Computing Fisher Information in pytorch models

90 Views Asked by At

I want to implement a function that computes the fisher information of each parameter of a yolov5. So, I took a pre-trained model and computed the fisher info by iterating through a batch of data and calculating the required information. I loaded the model and created a new loss function.

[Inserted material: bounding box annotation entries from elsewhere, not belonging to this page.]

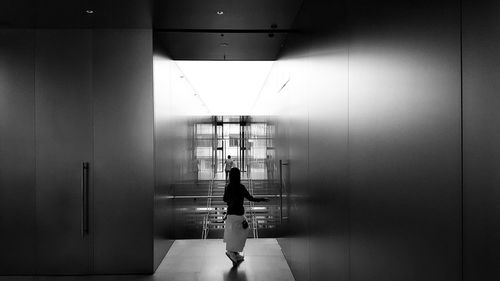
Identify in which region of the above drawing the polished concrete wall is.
[0,29,154,274]
[0,30,36,274]
[258,1,462,280]
[153,48,207,268]
[463,0,500,281]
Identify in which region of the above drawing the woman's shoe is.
[226,251,238,266]
[235,252,245,262]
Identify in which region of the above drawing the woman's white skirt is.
[224,215,250,252]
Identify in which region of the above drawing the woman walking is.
[224,168,269,265]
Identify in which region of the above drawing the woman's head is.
[229,168,241,184]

This is the code:

def compute_fisher_information_detection(model, dataloader, device):

    model.train()  # Set model to training mode 
    for param in model.parameters():
      param.requires_grad = True

    optimizer = optim.SGD(model.parameters(), lr=1e-2)
    total_gradients = {name: 0 for name, param in model.named_parameters() if param.requires_grad}
    total_fisher_information = {name: 0 for name, layer in model.named_children() if hasattr(layer, 'weight')}

    for batch in dataloader:
      inputs = batch['img'].to(device)

      targets = []
      for label_list in batch['label']:
        label = [float(value[0]) for value in label_list]
        targets.append(torch.tensor(label).to(device))

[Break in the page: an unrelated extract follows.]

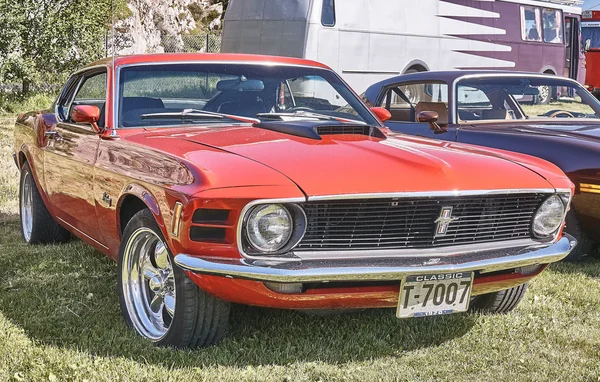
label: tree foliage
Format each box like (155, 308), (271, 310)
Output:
(0, 0), (126, 93)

      optimizer.zero_grad()
      outputs = model(inputs, augment=False)[0]
      conf_thres = 0.2
      iou_thres = 0.6
      pred = non_max_suppression(outputs, conf_thres, iou_thres)
      if len(pred[0]) == 0:
        continue

      boxes = []
      scores = []
      for i, det in enumerate(pred):
        if det is not None and len(det):
          for *xyxy, conf, cls in det:
            boxes.append([int(xyxy[0]), int(xyxy[1]), int(xyxy[2]), int(xyxy[3])])
            scores.append(cls)

      boxes = np.array(boxes)
      boxes[:, 2] -= boxes[:, 0]
      boxes[:, 3] -= boxes[:, 1]

      h_img, w_img = inputs.shape[2], inputs.shape[3]

      boxes_tensor = torch.tensor(boxes, dtype=torch.float32, requires_grad=True)

      coords = torch.zeros((len(boxes), 5), dtype=torch.float32)
      coords[:, 0] = torch.tensor(scores)
      coords[:, 1] = (boxes_tensor[:, 0] + boxes_tensor[:, 2]) / (2.0 * w_img)
      coords[:, 2] = (boxes_tensor[:, 1] + boxes_tensor[:, 3]) / (2.0 * h_img)
      coords[:, 3] = boxes_tensor[:, 2] / w_img
      coords[:, 4] = boxes_tensor[:, 3] / h_img
      coords = coords.to(device)
      targets = torch.tensor(targets[0], dtype=torch.float32, requires_grad=True)
      pred_conf, pred_boxes = coords[:, 0], coords[:, 1:]
      target_conf, target_boxes = targets[0], targets[1:]
      box_loss = F.smooth_l1_loss(pred_boxes, target_boxes)

      box_loss.backward() # Compute the loss and its gradients
      optimizer.step() # Adjust learning weights

    # Accumulate gradients for each model parameter
    for name, param in model.named_parameters():
      if param.requires_grad:
        if param.grad is None:
          print('Grad does not exist)
        total_gradients[name] += param.grad.data.clone()


    return 1

I get "Grad does not exist", so the gradient is not being computed.

Basically, if the model is being trained and the parameters are being updated, the gradient is computed, how could I save it, I tried to save it but it is not working.

1

There are 1 best solutions below

0
Karl On

You don't have a gradient chain between your model and your box_loss.

The model outputs pred. pred is the variable that allows you to backprop back into your weights.

When you create bounding boxes (boxes.append([int(xyxy[0]), int(xyxy[1]), int(xyxy[2]), int(xyxy[3])])), you break the gradient chain and can no longer backprop.

I see the model output cls (which might have a gradient chain, I can't tell) is added to scores. But then you add the scores terms to coords (coords[:, 0] = torch.tensor(scores)) which also breaks the gradient chain.

As a result, the pred_boxes tensor you pass to your loss function has no way of backproping into the model.